正座するいろはを心配そうに見つめる燭台切。
「どうした?」
「加羅ちゃん!主が歌仙くんにお説教されていてね…」
大倶利伽羅は燭台切の目線の先にいるいろはを見る。
「っ…すいません…」
いろはは頭を垂れてしゅんと俯いている。
「まぁまぁ…歌仙くん。主も反省しているようだし、そろそろ解放してあげても良いんじゃない?」
捨てられた仔犬がご主人さまを見つけたかのような顔で燭台切を見つめるいろは。
「燭台切…君はそうやっていつもいろはを甘やかす。まぁ…反省しているようだし、今回はこのぐらいにしておこうか。」
「はいっ!」
僕はぱぁっと明るい顔になったいろはの顎をぐいっと持ち上げ見つめる。
「君ねぇ…本当に反省しているのかい?」
「しっ…しています!本当にっ!すごく!」
しどろもどろになりながら、こくこく頷くいろはに「まったく…」と頬笑みながら踵を返す。
「ひゃっ!」
「…大丈夫か?」
急に聞こえた声に振り返ると、大倶利伽羅に支えられているいろはの姿が目に入る。
「ずっと正座をしていたので…脚が痺れて…ははは…すいません。
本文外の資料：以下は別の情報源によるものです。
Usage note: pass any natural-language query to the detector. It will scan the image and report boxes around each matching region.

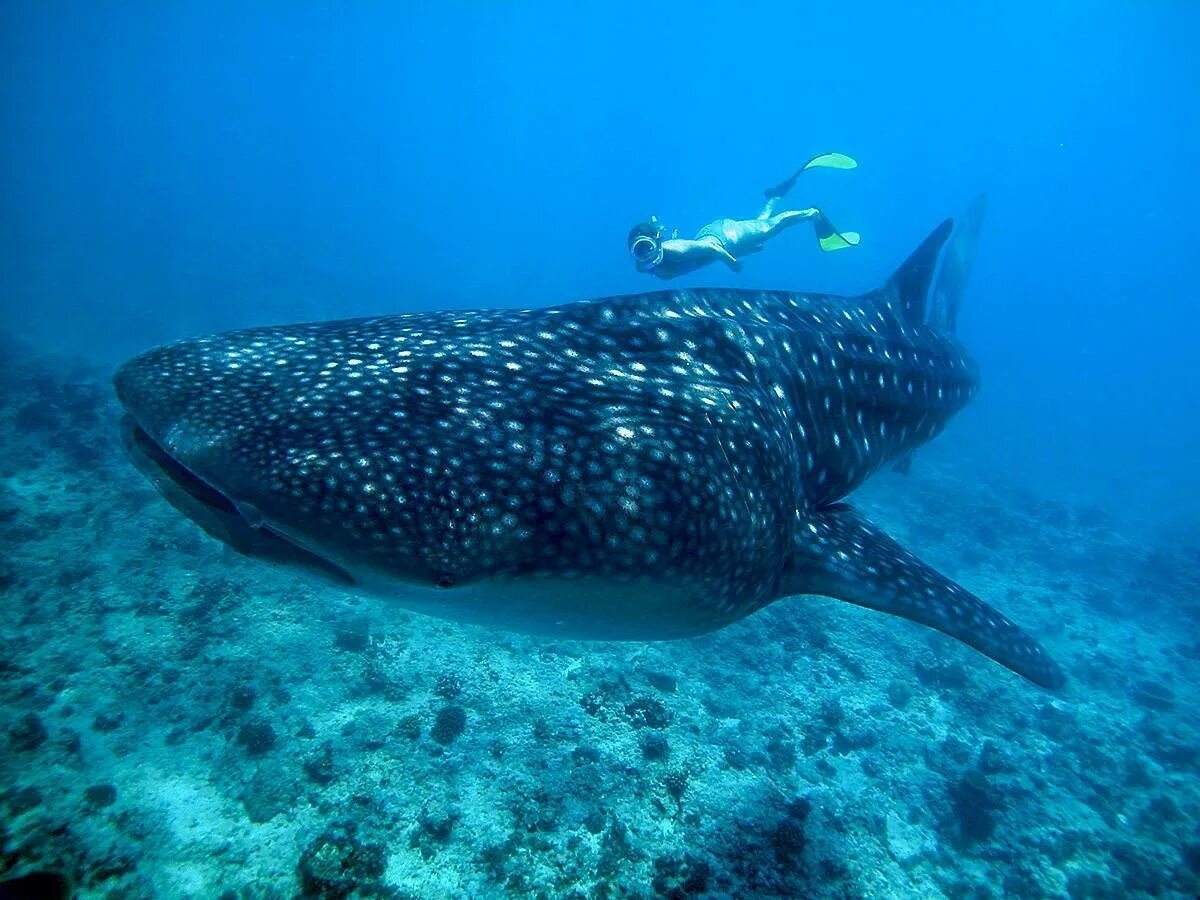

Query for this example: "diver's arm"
[709,241,742,272]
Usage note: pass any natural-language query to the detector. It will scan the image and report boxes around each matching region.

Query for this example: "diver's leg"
[758,208,821,238]
[761,208,859,253]
[763,152,858,204]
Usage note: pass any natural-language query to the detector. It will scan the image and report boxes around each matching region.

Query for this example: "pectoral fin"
[787,506,1066,688]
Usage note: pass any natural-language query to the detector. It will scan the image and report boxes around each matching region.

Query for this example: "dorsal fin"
[880,218,954,328]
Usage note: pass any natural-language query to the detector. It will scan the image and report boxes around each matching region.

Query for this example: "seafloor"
[0,346,1200,898]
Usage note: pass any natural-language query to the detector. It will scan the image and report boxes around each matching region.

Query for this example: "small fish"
[115,221,1063,688]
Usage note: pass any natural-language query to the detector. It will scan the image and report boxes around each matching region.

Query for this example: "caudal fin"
[787,506,1067,688]
[929,193,988,334]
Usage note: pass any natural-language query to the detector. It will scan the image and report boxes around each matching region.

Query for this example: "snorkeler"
[628,154,858,278]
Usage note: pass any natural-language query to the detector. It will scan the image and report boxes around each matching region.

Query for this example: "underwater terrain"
[0,343,1200,898]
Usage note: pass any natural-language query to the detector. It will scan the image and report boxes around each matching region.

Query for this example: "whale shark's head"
[114,341,354,586]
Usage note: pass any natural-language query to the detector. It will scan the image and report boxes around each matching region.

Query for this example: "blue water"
[0,2,1200,896]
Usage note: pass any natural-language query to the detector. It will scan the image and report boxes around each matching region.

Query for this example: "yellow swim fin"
[817,232,858,253]
[800,154,858,172]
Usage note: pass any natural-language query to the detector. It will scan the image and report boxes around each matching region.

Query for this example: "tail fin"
[880,218,954,328]
[930,193,988,334]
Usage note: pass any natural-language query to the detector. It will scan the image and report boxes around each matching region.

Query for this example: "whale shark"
[114,214,1064,688]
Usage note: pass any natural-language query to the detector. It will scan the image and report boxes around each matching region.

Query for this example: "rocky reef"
[0,347,1200,898]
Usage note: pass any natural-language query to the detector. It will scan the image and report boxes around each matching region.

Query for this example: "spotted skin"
[115,224,1055,683]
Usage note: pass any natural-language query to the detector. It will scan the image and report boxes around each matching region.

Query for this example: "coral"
[238,719,276,756]
[296,821,385,900]
[430,706,467,746]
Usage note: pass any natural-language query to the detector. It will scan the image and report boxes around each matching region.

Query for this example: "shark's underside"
[115,213,1063,686]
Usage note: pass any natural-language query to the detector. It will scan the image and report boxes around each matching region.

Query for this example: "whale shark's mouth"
[121,414,356,587]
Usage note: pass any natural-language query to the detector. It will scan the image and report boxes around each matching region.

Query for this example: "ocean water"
[0,2,1200,898]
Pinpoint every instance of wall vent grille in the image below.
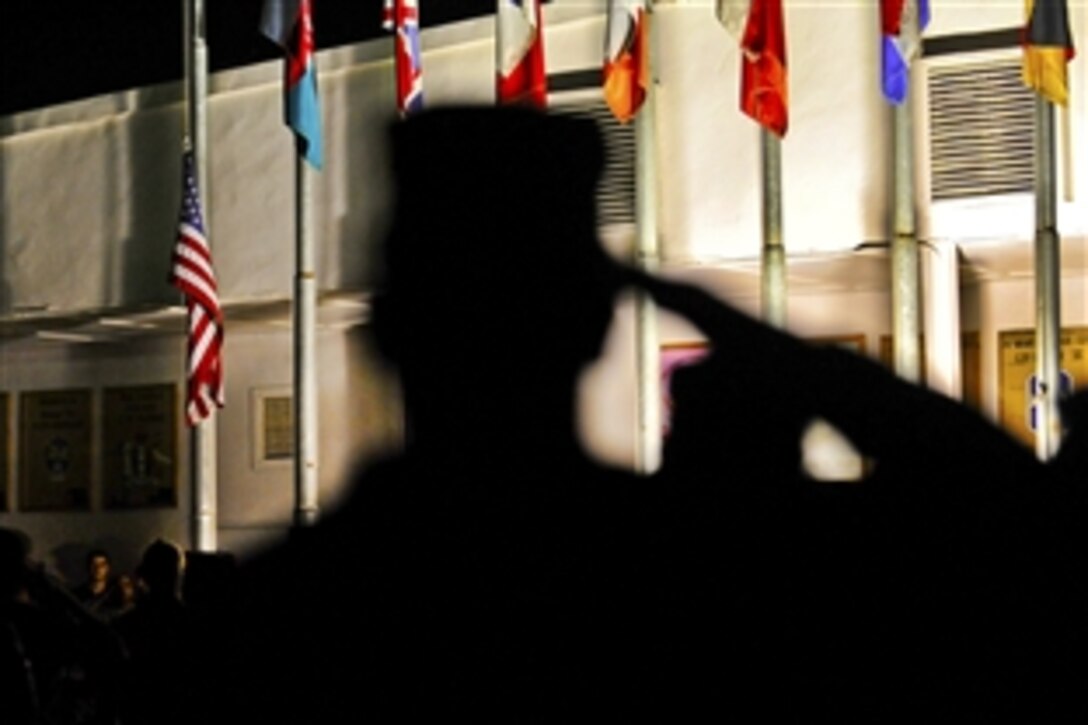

」
苦笑しながら大倶利伽羅を見つめるいろは。
「そのままでいい。」
「え?わっ!大倶利伽羅さん?」
大倶利伽羅はふわりといろはを抱きかかえ、歩きだす。
「大倶利伽羅!僕が連れて行く」
僕はとっさに大倶利伽羅の腕をぐっと掴んだ。
「いい。」
素っ気ない返事を返し、居間を出る大倶利伽羅といろはを見つめぎゅっと拳を強く握る。
「僕以外の刀剣が…いろはに触れるなんて嫌だ…」
嫉妬で歪む顔を隠しながら、誰もいなくなった居間でぽつりと呟いた。